Он снова побрел через кустарник, придерживаясь чуть заметной тропинки и медленно поднимаясь вверх, пока не вышел на хребет.

— Славная страна, — пробормотал он, — чертовски славная!

Он повернул направо и стал спускаться, выискивая новый путь назад, в долину Сонома; но тропинок не было, а кустарник становился все гуще и, словно умышленно, сдвигался перед ним. Когда ему удавалось пробиться, каньон и расселины, слишком крутые для его лошади, заставляли поворачивать назад. Но ни малейшего раздражения он не чувствовал. Он наслаждался своей поездкой, ибо вернулся к старой игре — состязанию с природой. Уже к вечеру он напал на тропу, ведущую вниз, в сухой каньон. Здесь его ожидало новое удовольствие. Уже несколько минут он слышал лай собаки, и вдруг на обнаженном склоне холма появился большой олень; он несся стрелой, а за ним на небольшом расстоянии, летела великолепная гончая. Пламенный напрягся в седле и следил, пока они не исчезли; дыхание его стало короче, словно и он тоже принимал участие в погоне, ноздри раздулись, его охватил острый охотничий зуд и воспоминания о тех днях, когда он еще не жил в городах.

Сухой каньон сменился другим, с тонкой лентой струящейся воды. Тропа вывела его на лесную дорогу и дальше, через равнину, к проселку. Здесь не было ни фермы, ни домов. Почва была скудная, местами твердый грунт был обнажен или лежал у самой поверхности.

Однако манзанита и дубы процветали и на этой почве и плотной стеной подступали с обеих сторон к дороге. Из этой заросли внезапно выскочил человек, напомнивший Пламенному кролика.

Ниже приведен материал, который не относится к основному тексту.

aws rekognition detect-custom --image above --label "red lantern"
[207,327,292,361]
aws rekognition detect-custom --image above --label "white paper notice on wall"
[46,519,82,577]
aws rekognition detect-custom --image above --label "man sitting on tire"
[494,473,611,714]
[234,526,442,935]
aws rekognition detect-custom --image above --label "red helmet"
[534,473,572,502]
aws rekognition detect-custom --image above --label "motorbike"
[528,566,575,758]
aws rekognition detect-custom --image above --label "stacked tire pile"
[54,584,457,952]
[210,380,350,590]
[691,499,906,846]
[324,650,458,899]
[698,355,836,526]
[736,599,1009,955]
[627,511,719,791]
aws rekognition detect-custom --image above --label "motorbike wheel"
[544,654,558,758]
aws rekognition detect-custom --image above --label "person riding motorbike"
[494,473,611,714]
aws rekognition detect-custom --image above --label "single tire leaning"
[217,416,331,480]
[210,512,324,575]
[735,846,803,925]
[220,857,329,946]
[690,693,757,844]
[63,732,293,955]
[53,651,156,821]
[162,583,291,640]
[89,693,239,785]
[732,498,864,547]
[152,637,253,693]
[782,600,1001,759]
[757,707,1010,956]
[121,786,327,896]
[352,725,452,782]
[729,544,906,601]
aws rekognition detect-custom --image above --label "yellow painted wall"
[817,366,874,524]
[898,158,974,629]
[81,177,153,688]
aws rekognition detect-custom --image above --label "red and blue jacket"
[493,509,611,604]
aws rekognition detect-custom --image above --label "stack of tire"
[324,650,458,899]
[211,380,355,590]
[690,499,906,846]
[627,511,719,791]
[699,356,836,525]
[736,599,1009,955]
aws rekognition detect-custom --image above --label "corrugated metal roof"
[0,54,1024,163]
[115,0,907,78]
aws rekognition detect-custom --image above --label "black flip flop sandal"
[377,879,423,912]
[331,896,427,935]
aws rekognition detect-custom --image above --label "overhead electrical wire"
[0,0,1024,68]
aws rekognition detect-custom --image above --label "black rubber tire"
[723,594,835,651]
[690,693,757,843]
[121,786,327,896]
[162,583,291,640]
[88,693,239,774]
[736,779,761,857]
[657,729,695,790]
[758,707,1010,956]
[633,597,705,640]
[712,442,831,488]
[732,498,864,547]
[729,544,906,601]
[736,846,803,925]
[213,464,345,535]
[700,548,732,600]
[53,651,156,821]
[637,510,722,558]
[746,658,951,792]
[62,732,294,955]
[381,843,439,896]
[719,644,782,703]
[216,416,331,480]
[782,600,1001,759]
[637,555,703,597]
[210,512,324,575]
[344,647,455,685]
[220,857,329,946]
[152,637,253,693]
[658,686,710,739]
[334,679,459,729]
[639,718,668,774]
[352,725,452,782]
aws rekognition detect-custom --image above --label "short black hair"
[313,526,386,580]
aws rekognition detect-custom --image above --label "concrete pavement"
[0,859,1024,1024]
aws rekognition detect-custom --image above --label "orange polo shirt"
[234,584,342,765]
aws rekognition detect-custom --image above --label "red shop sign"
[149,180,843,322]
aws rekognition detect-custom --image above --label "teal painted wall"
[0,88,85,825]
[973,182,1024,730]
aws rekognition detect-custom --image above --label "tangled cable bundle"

Это был маленький человечек в заплатанных штанах, с непокрытой головой; бумажная рубаха была расстегнута у ворота и на груди. Солнце покрыло его лицо красноватым загаром, а рыжие волосы на концах посветлели. Он сделал Пламенному знак остановиться и протянул письмо.

— Если вы едете в город, отправьте это, пожалуйста, — сказал он.

— Непременно. — Пламенный спрятал письмо в карман пиджака. — Вы здесь живете? А?

Но маленький человечек не отвечал. Он пристально и удивленно смотрел на него.

— Я вас знаю, — заявил он. — Вы — Элем Харниш — Пламенный, так называют вас газеты. Что, не ошибся?

Пламенный кивнул головой.

— Но что вы здесь делаете в этом кустарнике?

Пламенный усмехнулся и ответил:

— Да вот смотрю, нельзя ли проложить путь для доставки сельских продуктов.

— Ну, я рад, что сегодня написал это письмо, — продолжал маленький человек, — иначе я бы вас не встретил. Я несколько раз видел вашу фотографию в газетах, а у меня хорошая память на лица. Я вас сразу узнал. Меня зовут Фергюсон.

— Вы здесь живете? — повторил свой вопрос Пламенный.

— О да. У меня здесь маленький участок, ярдов за сто отсюда. Там есть ключ, несколько фруктовых деревьев и ягодные кусты. Зайдите и посмотрите. Ключ чудесный. Такой воды вы нигде не найдете. Зайдите и попробуйте.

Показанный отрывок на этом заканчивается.